The Prophet Elisha and the Rich Woman of Shunem
Pier Francesco Mola, Italian 1612-1666
SN 139. Oil on Canvas 1648/50

by Robert Anderson.

Pier Francesco Mola was an Italian baroque painter who was active primarily in Rome. His style was characterized by warm coloring and soft modelling, and was formed mainly on the example of Guercino and the Venetian artists. His most characteristic works are fairly small canvases with religious or mythological figures set in landscapes.

Mola finished his training in northern Italy and launched his career 1640. His frescoes at this time show him to be a slow learner who lacked confidence in creating multi-figured dramatic compositions. Subsequent study in Venice and Bologna accounts for an increasingly Venetian influence which can be seen in a number of small cabinet paintings in which the landscape dominates the figures. These landscapes are strongly Venetian, and their idyllic mood suggests the influence of Francesco Albani who wrote of Mola having studied with him.

Among these paintings are the pendants of the Prophet Elijah and the Rich Woman of Shunem and the Prophet Elisha and the Widow of Zarephath.

Elisha was a prophet of Israel and a companion of Elijah. He succeeded Elijah as a religious leader of the Israelites after God took Elijah up to heaven.

The subject of this painting deals with Elisha's dealings with a wealthy woman from the town of Shunem who had given food and shelter to him. When asked what she wanted in return for her kindness she responded that she wanted a child but that her husband was too old to be useful in this regard.

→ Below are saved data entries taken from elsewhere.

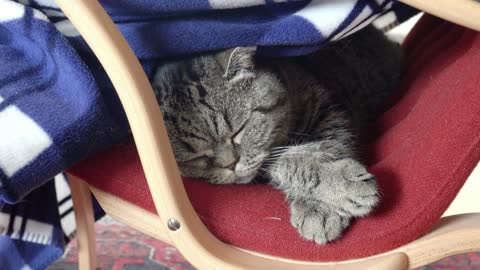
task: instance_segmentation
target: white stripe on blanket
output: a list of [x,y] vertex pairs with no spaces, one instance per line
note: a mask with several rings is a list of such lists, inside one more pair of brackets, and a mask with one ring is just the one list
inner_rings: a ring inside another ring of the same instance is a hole
[[29,219],[22,240],[49,245],[52,242],[52,234],[52,225]]
[[0,0],[0,23],[20,19],[25,14],[25,7],[9,0]]
[[208,0],[210,6],[214,9],[241,8],[257,5],[265,5],[265,0]]
[[0,111],[0,130],[0,170],[7,177],[12,177],[53,143],[37,123],[15,106]]
[[[67,179],[63,174],[55,176],[55,191],[57,193],[57,202],[59,204],[58,212],[60,215],[67,213],[70,209],[73,208],[72,198],[69,198],[65,201],[65,198],[70,197],[70,187],[67,184]],[[62,202],[60,204],[60,202]],[[67,215],[64,215],[60,219],[62,224],[63,233],[71,238],[75,233],[76,223],[75,223],[75,213],[70,211]]]
[[67,37],[76,37],[80,36],[77,28],[69,20],[63,20],[55,23],[55,27],[60,33],[64,34]]
[[332,40],[338,40],[339,38],[341,38],[343,35],[345,35],[350,30],[352,30],[355,26],[360,24],[365,18],[370,16],[372,12],[373,11],[369,6],[365,6],[362,12],[355,18],[355,20],[353,20],[353,22],[349,26],[347,26],[345,29],[343,29],[340,33],[336,34]]
[[[355,27],[353,28],[353,30],[350,32],[350,34],[353,34],[359,30],[361,30],[363,27],[369,25],[372,21],[374,21],[376,18],[378,17],[378,14],[376,15],[373,15],[371,16],[370,18],[368,18],[367,20],[365,20],[364,22],[362,22],[361,24],[359,25],[355,25]],[[335,40],[335,39],[333,39]]]
[[295,15],[308,20],[323,36],[328,37],[350,14],[355,4],[356,1],[351,0],[313,0]]
[[33,10],[33,17],[35,19],[39,19],[39,20],[42,20],[42,21],[46,21],[46,22],[49,21],[47,15],[45,15],[44,13],[42,13],[41,11],[36,10],[36,9]]
[[44,10],[43,13],[45,13],[45,15],[49,17],[65,17],[65,14],[63,14],[63,12],[57,11],[57,10],[47,9],[47,10]]
[[[52,241],[53,226],[48,223],[28,219],[25,224],[25,232],[20,236],[23,218],[16,216],[12,226],[12,232],[8,234],[10,215],[0,213],[0,235],[10,236],[12,239],[49,245]],[[7,235],[8,234],[8,235]]]
[[49,7],[49,8],[58,8],[55,0],[33,0],[39,6]]

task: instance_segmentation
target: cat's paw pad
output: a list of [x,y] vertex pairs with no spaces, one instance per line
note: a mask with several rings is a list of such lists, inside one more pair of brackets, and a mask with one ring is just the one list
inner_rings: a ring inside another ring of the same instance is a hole
[[337,181],[331,183],[335,192],[325,197],[326,202],[335,206],[343,216],[369,214],[380,199],[375,176],[353,159],[338,160],[332,165],[332,169],[340,172],[341,176],[338,175]]
[[350,219],[320,206],[290,203],[290,222],[303,238],[323,245],[342,235]]
[[[361,182],[362,183],[362,182]],[[364,184],[368,185],[368,184]],[[371,186],[367,186],[370,189]],[[362,193],[365,187],[350,188],[350,194],[342,198],[337,205],[337,212],[342,216],[363,217],[370,214],[378,204],[378,193]]]
[[337,163],[339,163],[337,166],[340,167],[345,180],[352,182],[375,180],[375,176],[369,173],[365,166],[354,159],[345,158],[337,161]]

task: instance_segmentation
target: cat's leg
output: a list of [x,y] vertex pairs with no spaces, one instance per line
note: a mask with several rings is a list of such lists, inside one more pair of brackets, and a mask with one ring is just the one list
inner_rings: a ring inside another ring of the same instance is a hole
[[338,238],[351,218],[370,213],[379,199],[375,177],[341,145],[291,146],[269,167],[271,183],[288,198],[292,225],[319,244]]
[[270,175],[288,198],[292,225],[306,239],[319,244],[335,240],[353,217],[367,215],[377,204],[375,178],[357,161],[322,162],[319,153],[296,156],[286,153]]

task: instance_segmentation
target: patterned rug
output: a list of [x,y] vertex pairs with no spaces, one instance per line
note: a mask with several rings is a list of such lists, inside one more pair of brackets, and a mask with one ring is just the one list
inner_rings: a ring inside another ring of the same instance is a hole
[[[106,217],[96,224],[98,264],[102,270],[195,270],[174,247]],[[77,243],[48,270],[77,270]],[[446,258],[418,270],[480,270],[480,253]]]

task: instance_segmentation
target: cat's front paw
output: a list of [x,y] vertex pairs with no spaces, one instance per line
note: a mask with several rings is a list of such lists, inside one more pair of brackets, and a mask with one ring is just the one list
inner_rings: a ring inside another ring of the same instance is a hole
[[317,202],[290,202],[290,222],[305,239],[326,244],[339,238],[350,218],[341,216]]
[[379,201],[375,176],[361,163],[350,158],[334,161],[328,167],[331,181],[327,182],[327,186],[322,186],[323,196],[319,196],[319,199],[335,207],[342,216],[369,214]]

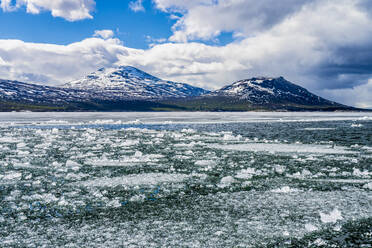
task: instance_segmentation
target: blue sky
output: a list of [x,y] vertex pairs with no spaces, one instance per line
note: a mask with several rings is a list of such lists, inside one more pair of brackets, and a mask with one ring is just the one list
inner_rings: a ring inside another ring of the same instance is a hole
[[[20,39],[26,42],[67,45],[81,41],[94,34],[95,30],[109,29],[115,32],[124,45],[146,49],[153,39],[165,39],[172,35],[171,28],[176,20],[154,8],[151,0],[142,4],[144,11],[134,12],[130,1],[97,0],[93,19],[68,21],[53,17],[49,12],[29,14],[26,7],[18,11],[4,12],[0,8],[0,39]],[[4,25],[5,24],[5,25]],[[213,40],[200,40],[210,45],[225,45],[233,41],[231,32],[223,33]]]
[[372,108],[371,37],[369,0],[0,0],[0,78],[60,85],[131,65],[217,89],[284,76]]
[[48,12],[30,15],[23,10],[4,13],[0,10],[1,39],[20,39],[27,42],[69,44],[93,35],[95,30],[114,30],[125,45],[133,48],[147,48],[146,36],[164,38],[171,35],[171,20],[168,14],[144,2],[145,12],[134,12],[128,1],[96,1],[93,19],[75,22],[61,17],[55,18]]

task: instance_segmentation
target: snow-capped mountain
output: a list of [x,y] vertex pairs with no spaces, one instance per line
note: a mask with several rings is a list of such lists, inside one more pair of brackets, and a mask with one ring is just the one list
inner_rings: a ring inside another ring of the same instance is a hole
[[[119,98],[107,92],[70,89],[0,79],[2,111],[154,111],[177,110],[159,99]],[[180,109],[182,110],[182,109]]]
[[209,91],[165,81],[132,66],[101,68],[62,87],[105,93],[113,99],[164,99],[199,96]]
[[134,67],[101,69],[65,87],[0,80],[0,111],[335,111],[328,101],[279,78],[251,78],[209,92]]
[[0,99],[15,102],[65,103],[88,99],[90,93],[0,79]]
[[328,101],[310,93],[305,88],[293,84],[283,77],[254,77],[240,80],[209,95],[233,97],[254,105],[299,104],[340,106],[338,103]]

Elisha then promised her that he would see to it that she would have a child and some time later she bore a son.

Some years later the son died and the woman again petitioned Elisha - this time to bring her son back to life. Elisha went to her house, prayed for assistance from God and brought the child to life.

The prophet Elisha is seen in a white robe which is highlighted. He is portrayed as an older man with a beard and balding head. The young woman in brown and purple stands facing him while her young son plays with a stick. The face of the young woman is pleasing with pink cheeks. Elisha is shown telling the young woman to leave the area and so escape the coming famine in the land.

The landscape surrounding the figures is dark and somewhat overpowering. What appears to be an evening sky shows a few rays of sun but is somewhat overcast. This dominance of the landscape in the painting over the figures is typical of Mola's paintings.

Historical Context:

Both this painting and its companion, the Prophet Elijah and the Widow of Zarephath, are closely related to the Carmelite Order. The prophet Elijah is considered the founder of the order since he had lived as a hermit on Mount Carmel. Elisha was included in the Carmelite dynasty of ideal role models.

It is believed that the two paintings were commissioned for the church of St. Martino ai Monti in Milan since their subjects were relevant to 18 frescoes at that location, 12 of which depict scenes from the lives of Elijah and Elisha.